Waiting
Have you ever been to a walk-in clinic? If you are like me, when you arrive you scope out the room to estimate how long your wait is going to be. If you walk into a waiting room with only one other person there, it’s like hitting the jackpot, right? A full room of people is enough to make your heart sink. But you decide to wait. After you find a seat (hopefully not beside the one that is coughing and spewing) you pull out your phone or book and settle in. But if you are like me, you are intensely aware of who is in the room. The ones that were there before you arrived, while making mental notes of the ones arriving after you. And then you wait.

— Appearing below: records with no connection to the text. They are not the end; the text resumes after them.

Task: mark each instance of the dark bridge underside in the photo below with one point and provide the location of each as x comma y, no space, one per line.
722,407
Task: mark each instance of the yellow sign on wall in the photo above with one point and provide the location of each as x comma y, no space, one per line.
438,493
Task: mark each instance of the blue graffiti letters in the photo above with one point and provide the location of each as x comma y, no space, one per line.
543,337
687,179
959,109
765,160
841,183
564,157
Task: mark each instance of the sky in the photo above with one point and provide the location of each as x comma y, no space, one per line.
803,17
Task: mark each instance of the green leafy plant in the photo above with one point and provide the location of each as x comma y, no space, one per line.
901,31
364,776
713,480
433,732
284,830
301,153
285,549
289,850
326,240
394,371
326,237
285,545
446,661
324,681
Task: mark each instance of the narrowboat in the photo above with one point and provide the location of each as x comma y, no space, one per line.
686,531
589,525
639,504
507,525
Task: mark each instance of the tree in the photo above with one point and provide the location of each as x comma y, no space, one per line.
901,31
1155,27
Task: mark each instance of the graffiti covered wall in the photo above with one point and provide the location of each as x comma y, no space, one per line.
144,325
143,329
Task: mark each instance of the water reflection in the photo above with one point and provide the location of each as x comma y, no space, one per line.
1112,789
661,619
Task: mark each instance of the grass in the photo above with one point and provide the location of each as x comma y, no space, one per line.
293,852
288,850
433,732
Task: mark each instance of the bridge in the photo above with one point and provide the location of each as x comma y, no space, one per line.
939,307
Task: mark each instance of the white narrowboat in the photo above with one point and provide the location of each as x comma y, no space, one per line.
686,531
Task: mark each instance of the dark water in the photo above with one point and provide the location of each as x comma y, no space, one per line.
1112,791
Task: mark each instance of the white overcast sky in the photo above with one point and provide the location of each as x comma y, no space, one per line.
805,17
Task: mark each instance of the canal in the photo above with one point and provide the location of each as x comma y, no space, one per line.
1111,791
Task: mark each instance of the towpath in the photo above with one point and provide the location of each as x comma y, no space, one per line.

Have you ever had the experience in which you knew for certain that people who came in after you were being seen before you?
It happened to me the other day. As I sat there, I watched some people come in, see the doctor and then leave. This happened more than once and I began thinking, “Did they forget me? Did my file fall on the floor? What’s going on? Have I been overlooked?”
After watching yet another person come and go…I decided enough was enough.
“Excuse me,” I whispered. “I’m wondering if perhaps I have been bumped off your list, I’ve been waiting here quite a while and…”
“What’s your name?”, the receptionist asked, cutting me off.
I gave her my particulars. Sure enough, she said, “Oh. I have you listed here as having already seen the doctor. Computers!”
Guess what? I was the next one in.
I was waiting and waiting, and I was overlooked. The reality is, in life, that can happen. People are overlooked all the time. Overlooked for a promotion, or not acknowledged for a job well done. Then there are the forgotten birthdays or anniversaries. I am sure that you, like me, have been on both ends of that story. We’ve been overlooked and we’ve overlooked. We’re human. It happens.
But please hear this: it doesn’t happen with God!
God knows us (Jeremiah 1:5). God sees us (Psalm 139). God loves us (Romans 5:8, John 3:16, Romans 8:35-39). And in our waiting for whatever, though we might feel overlooked by God, we are not (Hebrew 6:10). God is with us! (Joshua 1:9, Isaiah 41:10, Matthew 28:20, Roman 8:38-39).
This week we enter into the season of ADVENT, a time of waiting. Advent begins four Sundays before Christmas and ends on Christmas Eve. In the waiting we prepare for the coming (or “advent”) of the Christ child at Christmas. Join us as we come to worship.